A major breakthrough is the construction of explicit 3‑spheres that are not LC, thereby solving the open problem posed by Durhuus and Jonsson. The authors adapt the classic “Bing’s house” example, triangulating it with eight tetrahedra and showing that no choice of facet removal yields a 1‑dimensional collapse. Consequently, not all simplicial 3‑spheres belong to the LC class.
Using the LC characterization, the paper derives an exponential upper bound on the number of shellable 3‑spheres with a given number of facets. By encoding a shelling order together with the collapse sequence required by LC, they show that the number of such spheres grows at most like αⁿ for some constant α, answering a question of Kalai concerning the combinatorial growth of shellable 3‑spheres.

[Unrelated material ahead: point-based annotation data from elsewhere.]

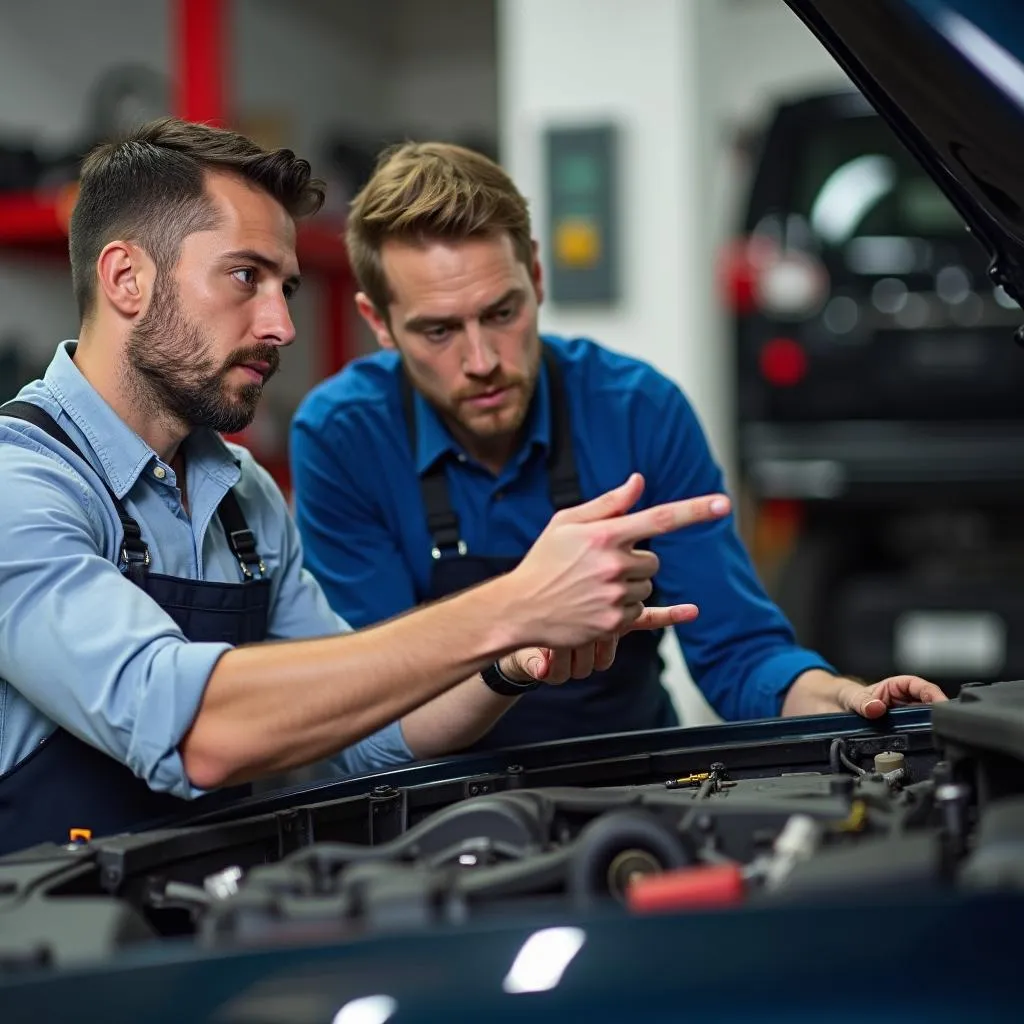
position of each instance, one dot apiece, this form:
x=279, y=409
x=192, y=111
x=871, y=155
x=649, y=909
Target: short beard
x=171, y=375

For 3‑balls, the authors prove that every constructible 3‑ball is collapsible, settling a question of Hachimori. The proof proceeds by induction on the constructible decomposition: a constructible ball is obtained by gluing two smaller constructible balls along a common facet, and the collapsibility of the pieces extends to the whole. Conversely, they exhibit a collapsible 3‑ball that does not collapse onto its boundary minus a facet, refuting a conjecture implicit in work by Chillingworth and Lickorish. This example again relies on a modified Bing’s ball, where any attempted collapse that avoids a specific boundary facet inevitably gets stuck at a 2‑cell.

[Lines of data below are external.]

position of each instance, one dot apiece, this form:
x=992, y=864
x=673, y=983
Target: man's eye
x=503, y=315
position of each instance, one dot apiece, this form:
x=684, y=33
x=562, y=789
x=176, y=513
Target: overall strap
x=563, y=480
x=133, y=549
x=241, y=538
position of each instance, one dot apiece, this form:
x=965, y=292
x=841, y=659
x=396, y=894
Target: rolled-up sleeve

The results have direct implications for 3‑dimensional quantum gravity models based on dynamical triangulations. The exponential bound on LC (hence shellable) spheres guarantees that the state sum over triangulations remains convergent, a prerequisite for a well‑defined path integral. Moreover, the clarified hierarchy informs which combinatorial moves (e.g., Pachner moves) preserve the LC property, thereby guiding the design of Monte‑Carlo algorithms that sample only physically relevant configurations.

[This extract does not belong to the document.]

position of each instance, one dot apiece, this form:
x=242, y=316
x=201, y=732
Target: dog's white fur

In the concluding section the authors outline several open directions: determining exact exponential constants for higher dimensions, extending the LC framework to non‑simplicial triangulations, and investigating the statistical properties of LC triangulations in quantum gravity simulations (e.g., average curvature, Hausdorff dimension). The paper thus not only resolves several longstanding combinatorial questions but also strengthens the bridge between discrete geometry and quantum field theory.